A framework for the next generation of risk science

Abstract

Objectives: In 2011, the U.S. Environmental Protection Agency initiated the NexGen project to develop a new paradigm for the next generation of risk science.

Methods: The NexGen framework was built on three cornerstones: the availability of new data on toxicity pathways made possible by fundamental advances in basic biology and toxicological science, the incorporation of a population health perspective that recognizes that most adverse health outcomes involve multiple determinants, and a renewed focus on new risk assessment methodologies designed to better inform risk management decision making.

Results: The NexGen framework has three phases. Phase I (objectives) focuses on problem formulation and scoping, taking into account the risk context and the range of available risk management decision-making options. Phase II (risk assessment) seeks to identify critical toxicity pathway perturbations using new toxicity testing tools and technologies, and to better characterize risks and uncertainties using advanced risk assessment methodologies. Phase III (risk management) involves the development of evidence-based population health risk management strategies of a regulatory, economic, advisory, community-based, or technological nature, using sound principles of risk management decision making.

Conclusions: Analysis of a series of case study prototypes indicated that many aspects of the NexGen framework are already beginning to be adopted in practice.

Figure 1

The NexGen framework for risk science. Phase I: objectives—problem formulation and ­scoping takes into consideration the risk context, decision-making options, and value of information. Phase II: risk assessment: health determinants and interactions—incorporates a population health approach that takes into account multi­ple health determinants that interact with the risk factor(s) of interest.
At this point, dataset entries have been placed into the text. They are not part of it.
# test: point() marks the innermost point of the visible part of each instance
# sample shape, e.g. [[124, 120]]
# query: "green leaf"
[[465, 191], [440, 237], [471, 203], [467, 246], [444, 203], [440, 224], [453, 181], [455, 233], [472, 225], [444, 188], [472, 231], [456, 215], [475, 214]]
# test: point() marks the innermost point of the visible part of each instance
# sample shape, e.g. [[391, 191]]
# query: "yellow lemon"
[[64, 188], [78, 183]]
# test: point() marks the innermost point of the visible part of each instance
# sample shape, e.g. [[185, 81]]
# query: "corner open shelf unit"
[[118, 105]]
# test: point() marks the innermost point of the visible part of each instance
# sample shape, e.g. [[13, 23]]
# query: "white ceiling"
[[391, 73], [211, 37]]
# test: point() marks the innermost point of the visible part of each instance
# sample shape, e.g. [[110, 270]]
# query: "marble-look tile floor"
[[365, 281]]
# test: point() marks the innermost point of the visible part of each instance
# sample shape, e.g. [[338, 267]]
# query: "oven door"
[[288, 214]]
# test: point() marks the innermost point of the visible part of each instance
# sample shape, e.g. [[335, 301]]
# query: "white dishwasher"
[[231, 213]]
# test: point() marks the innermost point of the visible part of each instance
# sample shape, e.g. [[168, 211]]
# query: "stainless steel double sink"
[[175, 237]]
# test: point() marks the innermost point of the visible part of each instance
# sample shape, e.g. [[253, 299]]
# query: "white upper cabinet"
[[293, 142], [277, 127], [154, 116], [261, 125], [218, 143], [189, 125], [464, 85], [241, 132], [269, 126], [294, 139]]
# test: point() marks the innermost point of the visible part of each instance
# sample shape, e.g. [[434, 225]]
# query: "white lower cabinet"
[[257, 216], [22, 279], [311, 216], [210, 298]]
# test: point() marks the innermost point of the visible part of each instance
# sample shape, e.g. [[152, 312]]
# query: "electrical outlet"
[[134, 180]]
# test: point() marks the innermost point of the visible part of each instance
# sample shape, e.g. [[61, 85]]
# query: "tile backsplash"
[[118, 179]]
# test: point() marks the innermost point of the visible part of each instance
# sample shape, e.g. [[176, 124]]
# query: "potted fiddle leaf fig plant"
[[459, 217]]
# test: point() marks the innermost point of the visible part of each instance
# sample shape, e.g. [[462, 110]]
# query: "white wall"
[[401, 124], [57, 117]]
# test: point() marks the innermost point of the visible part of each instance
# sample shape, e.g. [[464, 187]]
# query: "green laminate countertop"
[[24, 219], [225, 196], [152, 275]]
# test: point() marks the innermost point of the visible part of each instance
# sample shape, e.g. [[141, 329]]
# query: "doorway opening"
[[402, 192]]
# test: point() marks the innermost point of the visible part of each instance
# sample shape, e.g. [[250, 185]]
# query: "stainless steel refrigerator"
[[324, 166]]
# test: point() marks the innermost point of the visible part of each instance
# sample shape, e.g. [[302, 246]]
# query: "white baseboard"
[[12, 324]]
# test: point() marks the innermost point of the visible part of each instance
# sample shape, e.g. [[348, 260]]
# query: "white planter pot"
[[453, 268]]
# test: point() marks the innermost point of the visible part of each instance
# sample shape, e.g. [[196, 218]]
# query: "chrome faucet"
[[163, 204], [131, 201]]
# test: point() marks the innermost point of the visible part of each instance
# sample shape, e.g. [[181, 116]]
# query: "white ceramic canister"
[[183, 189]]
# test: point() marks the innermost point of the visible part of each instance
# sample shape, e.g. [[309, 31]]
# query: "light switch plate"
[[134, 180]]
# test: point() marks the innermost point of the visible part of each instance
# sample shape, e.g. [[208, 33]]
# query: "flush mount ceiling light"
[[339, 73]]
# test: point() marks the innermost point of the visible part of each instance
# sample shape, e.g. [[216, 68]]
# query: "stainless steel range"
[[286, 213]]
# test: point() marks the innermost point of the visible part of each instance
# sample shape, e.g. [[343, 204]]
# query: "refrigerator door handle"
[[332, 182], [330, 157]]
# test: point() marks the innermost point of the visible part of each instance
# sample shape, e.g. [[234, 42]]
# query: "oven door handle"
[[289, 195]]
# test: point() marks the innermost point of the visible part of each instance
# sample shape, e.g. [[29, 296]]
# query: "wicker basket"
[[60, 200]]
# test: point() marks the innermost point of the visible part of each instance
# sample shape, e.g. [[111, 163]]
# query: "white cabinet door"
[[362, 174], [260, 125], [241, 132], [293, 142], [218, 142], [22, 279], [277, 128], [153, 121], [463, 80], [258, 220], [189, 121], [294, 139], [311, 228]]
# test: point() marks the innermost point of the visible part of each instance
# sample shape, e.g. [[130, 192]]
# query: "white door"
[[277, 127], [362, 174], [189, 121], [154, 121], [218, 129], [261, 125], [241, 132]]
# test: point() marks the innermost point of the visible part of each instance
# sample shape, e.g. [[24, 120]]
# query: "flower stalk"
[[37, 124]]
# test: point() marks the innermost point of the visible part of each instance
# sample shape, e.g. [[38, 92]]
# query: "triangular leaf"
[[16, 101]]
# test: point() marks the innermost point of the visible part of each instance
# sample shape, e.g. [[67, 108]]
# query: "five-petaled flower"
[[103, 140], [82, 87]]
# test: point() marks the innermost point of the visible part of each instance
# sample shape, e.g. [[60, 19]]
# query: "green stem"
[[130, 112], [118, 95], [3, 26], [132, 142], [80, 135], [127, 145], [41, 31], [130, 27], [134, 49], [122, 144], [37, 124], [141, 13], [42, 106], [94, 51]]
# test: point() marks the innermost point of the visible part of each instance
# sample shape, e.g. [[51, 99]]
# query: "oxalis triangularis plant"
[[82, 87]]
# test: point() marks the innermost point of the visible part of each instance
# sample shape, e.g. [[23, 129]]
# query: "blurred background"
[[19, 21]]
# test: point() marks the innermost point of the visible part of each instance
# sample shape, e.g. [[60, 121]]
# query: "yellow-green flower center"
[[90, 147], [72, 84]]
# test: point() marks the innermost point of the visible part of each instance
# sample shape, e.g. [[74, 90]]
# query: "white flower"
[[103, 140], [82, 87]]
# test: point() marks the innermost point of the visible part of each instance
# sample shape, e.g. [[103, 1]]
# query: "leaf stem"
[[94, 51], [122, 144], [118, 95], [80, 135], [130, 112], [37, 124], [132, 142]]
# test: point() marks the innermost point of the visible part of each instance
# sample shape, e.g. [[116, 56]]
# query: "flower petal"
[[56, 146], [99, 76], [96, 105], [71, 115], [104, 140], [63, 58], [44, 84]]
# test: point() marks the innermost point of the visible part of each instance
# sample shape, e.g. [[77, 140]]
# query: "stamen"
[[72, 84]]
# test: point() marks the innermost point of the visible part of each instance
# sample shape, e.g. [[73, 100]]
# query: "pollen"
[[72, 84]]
Hazard identification, dose–response assessment, and exposure assessment make use of new scientific tools and technologies, based on high throughput screening assays and computational methods in biology and toxicology for hazard identification and dose–response assessment; in vitro to in vivo extrapolation methods for calibration of in vitro and human dosimetry; molecular and genetic epidemiology to identify toxic­ity pathway perturbations in population-based studies; and high-performance mass spectrometry to generate human exposure data, to assess risk. Characterization of risk and uncertainty applies new risk assessment methodologies to develop human exposure guidelines. Phase III: risk management—risk-based decision making considers fundamental risk management principles, economic analysis, socio­political consideration and risk perception to select one or more risk management interventions of a regulatory, economic, advisory, community-based, or technological nature for risk management. [The center section on hazard identification, dose–response assessment, and exposure assessment is adapted from Figure 2 of Krewski et al. (2011).]